日立建機<6305>(東1)の『月足&週足&日足』チャート診断

【日足チャート】

■昨年11月からのボックス上限を抜いて新たな動きに入る

 日足は昨年11月21日以降、下値830円、上値1230円程度の往来相場だった。17日には1329円と買われ、このボックスを上抜いてきた。これによって、「新値3本足」チャートは、陽線2本目が出て上昇相場本格化を示唆している。「出来高価格帯」チャートでも、シコリの多かった1000〜1200円の水準を突破したことで1500円前後までは真空地帯。押し目は積極的に買っていいだろう。

【週足チャート】

■目下26週線抜けに挑戦中、空売り急増し取り組み妙味加わる

 週足では、既に13週線を抜いて短期での買い転換を形成。今は、1220円どころにある26週線に挑戦中。今週末(19日)にこのまま1300円程度で引ければ中期での買い転換となる。最大の見所は、買い転換を阻止しようと、信用の売り(空売り)が急増していること。仮に、株価が26週戦を抜いてくると、売り方が劣勢になり、2000〜2200円までは真空地帯となっているだけに、売り方、買い方の入り混じった一大人気相場に発展する可能性を秘めている。外国投資家、機関投資家の実弾売りは一巡したとみられるだけに目の離せない展開だ。

【月足チャート】

■8本連続陰線のあと2月の陽線は抱き込みの底入れ足

 月足は、今年1月まで陰線が8本連続。この後を受けて2月は久々の陽線。しかも、この陽線は底値圏での11〜1月の陰線3本を抱き込む形の底入れ足。12ヶ月線の位置する2150円前後まで戻すことも予想される。

【総合診断】

■弱気材料は今期53%減益、強気材料は上海万博関連需要

 強弱材料がはっきりしている。弱い材料では09年3月期の営業利益が53.9%の大幅減益。一方、強気材料では中国の回復がある。特に、来年5月には上海万博が開催され、このためのパビリオン建設や上海・北京新幹線建設などの社会資本整備が進み、これから建設のツチ音が高まる。総投資額は4兆円ともいわれる。建設機械の需要拡大が見込まれる。中国オリンピックの時もそうだったが、開催1年前くらいが株価には一番おいしい時期。減益とはいえ、1株利益は93.5円でPERは13倍台。2円増配して年44円配当とするから利回りも3.3%程度と高い。取り組み妙味も加わって、中国牽引の世界景気回復先取り相場が実現する可能性は十分ある。

【月足&週足&日足チャートの基本的な見方】

日足=主として、日足サイクル12〜13本(約2週間)程度をリズムとした、短期売買向き。もちろん、デイトレ用としても有効。業績等の材料よりも「相場の勢い」が重視される。特に、株価が30日線の上にあるか下にあるか。あるいは、同線を抜いたり、切ったりすることで売り買いの急所として使われる。

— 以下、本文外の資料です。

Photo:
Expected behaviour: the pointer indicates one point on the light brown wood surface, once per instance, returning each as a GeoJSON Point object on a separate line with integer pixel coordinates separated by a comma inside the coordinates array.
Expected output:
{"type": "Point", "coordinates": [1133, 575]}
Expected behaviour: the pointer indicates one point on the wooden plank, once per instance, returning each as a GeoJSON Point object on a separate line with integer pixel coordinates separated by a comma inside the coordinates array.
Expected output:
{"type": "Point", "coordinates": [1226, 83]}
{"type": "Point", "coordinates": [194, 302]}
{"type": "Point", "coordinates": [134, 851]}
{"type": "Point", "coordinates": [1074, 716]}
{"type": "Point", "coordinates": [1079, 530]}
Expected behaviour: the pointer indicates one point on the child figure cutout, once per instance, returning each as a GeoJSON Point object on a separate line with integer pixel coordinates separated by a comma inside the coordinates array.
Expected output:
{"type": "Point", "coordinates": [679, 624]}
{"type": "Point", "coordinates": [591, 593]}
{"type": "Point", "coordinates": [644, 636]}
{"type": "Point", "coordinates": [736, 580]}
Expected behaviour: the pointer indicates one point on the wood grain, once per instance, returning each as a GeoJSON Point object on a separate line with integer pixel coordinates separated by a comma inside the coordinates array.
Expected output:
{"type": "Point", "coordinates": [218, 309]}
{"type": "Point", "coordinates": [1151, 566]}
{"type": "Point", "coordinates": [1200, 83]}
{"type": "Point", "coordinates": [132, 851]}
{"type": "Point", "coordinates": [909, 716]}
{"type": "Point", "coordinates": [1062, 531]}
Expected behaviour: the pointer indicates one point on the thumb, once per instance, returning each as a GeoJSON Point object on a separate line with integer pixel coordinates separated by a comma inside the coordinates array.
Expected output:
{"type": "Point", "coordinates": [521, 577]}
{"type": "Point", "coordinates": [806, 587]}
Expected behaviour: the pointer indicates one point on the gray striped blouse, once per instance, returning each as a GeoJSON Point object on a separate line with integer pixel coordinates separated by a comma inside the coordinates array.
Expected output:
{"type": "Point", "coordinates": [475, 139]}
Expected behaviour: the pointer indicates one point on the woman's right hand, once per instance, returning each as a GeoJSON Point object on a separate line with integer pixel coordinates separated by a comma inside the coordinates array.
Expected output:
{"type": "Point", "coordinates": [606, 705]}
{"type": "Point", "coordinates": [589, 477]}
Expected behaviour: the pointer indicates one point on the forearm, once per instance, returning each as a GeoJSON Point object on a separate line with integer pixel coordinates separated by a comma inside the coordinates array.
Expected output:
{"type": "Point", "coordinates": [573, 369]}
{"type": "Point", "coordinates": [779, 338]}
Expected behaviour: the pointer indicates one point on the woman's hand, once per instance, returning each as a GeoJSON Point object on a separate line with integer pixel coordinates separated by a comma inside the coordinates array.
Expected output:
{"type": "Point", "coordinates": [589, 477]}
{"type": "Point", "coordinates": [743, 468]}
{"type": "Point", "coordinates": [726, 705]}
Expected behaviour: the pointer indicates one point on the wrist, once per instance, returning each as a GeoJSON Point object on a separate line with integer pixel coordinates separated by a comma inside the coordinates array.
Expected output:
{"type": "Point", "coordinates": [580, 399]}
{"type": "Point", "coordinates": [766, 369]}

週足=主として、週足サイクル13〜26本(3ヶ月から6ヶ月)程度をリズムとした、中期投資向き。個人投資家に馴染みが深い。相場の勢い、業績、人気テーマ性などに加え、特に「信用取引」の動向が注視される。制度信用(6ヶ月)の期日到来で買い残が多いと株価圧迫となる。移動平均線では13週線と26週線が利用される。とくに、株価が26週線を抜くと高い確率で上昇相場となる。反対に割り込むと下げ基調となる確率が高い。

月足=主として、月足12〜24本(1年から2年)程度をリズムとした、長期投資向き。機関投資家等も活用。相場格言の『大回り3年』サイクルもあるが、時代の変化が速くなっているためか2年程度がしっくりしているといえる。「業績」動向をもっとも強く反映するが、特に営業利益率の上昇、下降は重要。移動平均線では24ヶ月線がポイント。上抜くと長期上昇、切ると長期下落の相場となる。